In this part of the lab we'll try adding other words to the sentiment word lists and target word list to do some further exploration of this dataset and Twitter users' opinions, as well as just what they like to talk about.

Before looking at any opinions, let's just examine the counts of two words: 'husband' and 'wife'.

Q5: Using o_counts, determine which of these two words occurs more in this dataset. By how much? What are two possible explanations for this difference?

Q6: Now, add these words to the target word list and re-run the file to look at their positive vs. negative sentiment scores. Are there noticeable differences in the sentiment of tweets in which people refer to husbands or wives? If so, what are they?

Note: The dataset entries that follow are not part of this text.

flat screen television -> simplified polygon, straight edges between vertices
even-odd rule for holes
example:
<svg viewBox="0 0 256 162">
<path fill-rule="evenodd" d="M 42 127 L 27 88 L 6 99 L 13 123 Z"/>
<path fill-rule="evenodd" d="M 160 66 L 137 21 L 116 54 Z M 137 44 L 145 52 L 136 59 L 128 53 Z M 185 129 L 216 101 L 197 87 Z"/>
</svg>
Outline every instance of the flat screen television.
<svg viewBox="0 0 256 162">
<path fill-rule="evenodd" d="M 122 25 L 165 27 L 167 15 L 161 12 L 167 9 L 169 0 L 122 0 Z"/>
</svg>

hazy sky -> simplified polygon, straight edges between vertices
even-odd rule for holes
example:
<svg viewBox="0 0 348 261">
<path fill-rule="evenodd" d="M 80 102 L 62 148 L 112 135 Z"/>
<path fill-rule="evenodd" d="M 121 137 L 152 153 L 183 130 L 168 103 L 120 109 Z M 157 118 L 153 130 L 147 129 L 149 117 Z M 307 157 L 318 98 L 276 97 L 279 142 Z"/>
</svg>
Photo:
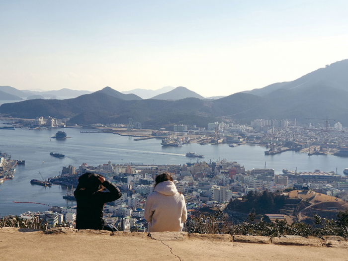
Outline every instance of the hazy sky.
<svg viewBox="0 0 348 261">
<path fill-rule="evenodd" d="M 0 0 L 0 86 L 229 95 L 348 58 L 348 1 Z"/>
</svg>

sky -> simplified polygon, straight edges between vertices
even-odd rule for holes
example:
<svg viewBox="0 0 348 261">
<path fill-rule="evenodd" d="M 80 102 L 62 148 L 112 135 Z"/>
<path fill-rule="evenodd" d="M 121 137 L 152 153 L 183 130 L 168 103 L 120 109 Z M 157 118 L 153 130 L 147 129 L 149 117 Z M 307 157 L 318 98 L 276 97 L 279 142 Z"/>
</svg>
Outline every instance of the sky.
<svg viewBox="0 0 348 261">
<path fill-rule="evenodd" d="M 0 0 L 0 86 L 226 95 L 348 58 L 348 1 Z"/>
</svg>

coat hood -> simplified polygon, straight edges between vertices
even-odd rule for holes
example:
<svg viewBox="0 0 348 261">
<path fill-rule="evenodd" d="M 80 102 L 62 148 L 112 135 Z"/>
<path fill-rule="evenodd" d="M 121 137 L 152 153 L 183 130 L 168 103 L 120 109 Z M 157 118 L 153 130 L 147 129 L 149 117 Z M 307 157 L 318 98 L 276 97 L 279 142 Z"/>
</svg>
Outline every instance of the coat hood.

Now, consider your own words to investigate. Because of the size of the dataset, you'll need to choose relatively common words to test, otherwise there will be few or no co-occurrences with the sentiment words, and the results won't be very meaningful. You can check how frequent particular words are using o_counts. If you're having trouble thinking of good words, you can also use the filter_o_counts function to get a list of all words within a certain frequency range. For example,

filter_o_counts(o_counts, 1000, 10000)

will return a Counter with only the words with between 1k-10k occurrences. (Leaving off the 3rd argument will just use a minimum threshold---but consider why a maximum threshold might be useful too.) Look over this list to see if any words look interesting to try.

Some questions to consider in thinking of words to try: Are there any words that you would expect to have mostly negative connotations? What about words that have high PMI with both positive and negative sentiment words? What could this indicate? Are there words you might expect to have negative PMI with both positive and negative words? Why?

Once you've got a few target words that seem interesting, you may also want to consider adding other sentiment words to see whether it changes the results at all. You can think of words yourself or consult some existing positive and negative word lists. But remember that if your sentiment words are too low frequency, you may get unreliable results from small co-occurrence numbers. You could consider using the filter_co_counts function to filter out very low co-occurrence counts. Do you find that your results change much depending on the sentiment words and whether or not you include low co-occurrence counts? These are some of the thorny issues you would need to deal with if you were doing research in this area!

Q7: Pick a few words you looked at that you think are interesting and speak to some of the questions and issues above. Say what you expected to find and what you did find about these words, and what it might say about Twitter users' behavior and opinions. (You don't need to go into huge detail here if you did lots of comparisons, just give a few setnences about what you thought was interesting.)

Going Further

Twitter users often use character repetition to indicate exaggeration. For example, looovvee is an exaggerated form of love. Extend the code so that it searches not just for the exact words in your positive and negative lists, but also finds matches with extra repeated characters and counts these as additional instances of the sentiment word.
The J&M and M&S textbooks provide definitions of many different collocation measures as alternatives to PMI. Implement some of them and see if they give you any different results.
So far, we have been assuming that all positive (negative) words are created equal. But is it true? Perhaps some concepts with negative connotations don't attract words like bad but instead attract different kinds of negative words like annoy. Can you think of different kinds of positive/negative words that seem to fall into different classes and behave differently with respect to target words? Again, you may wish to consult some existing positive and negative word lists.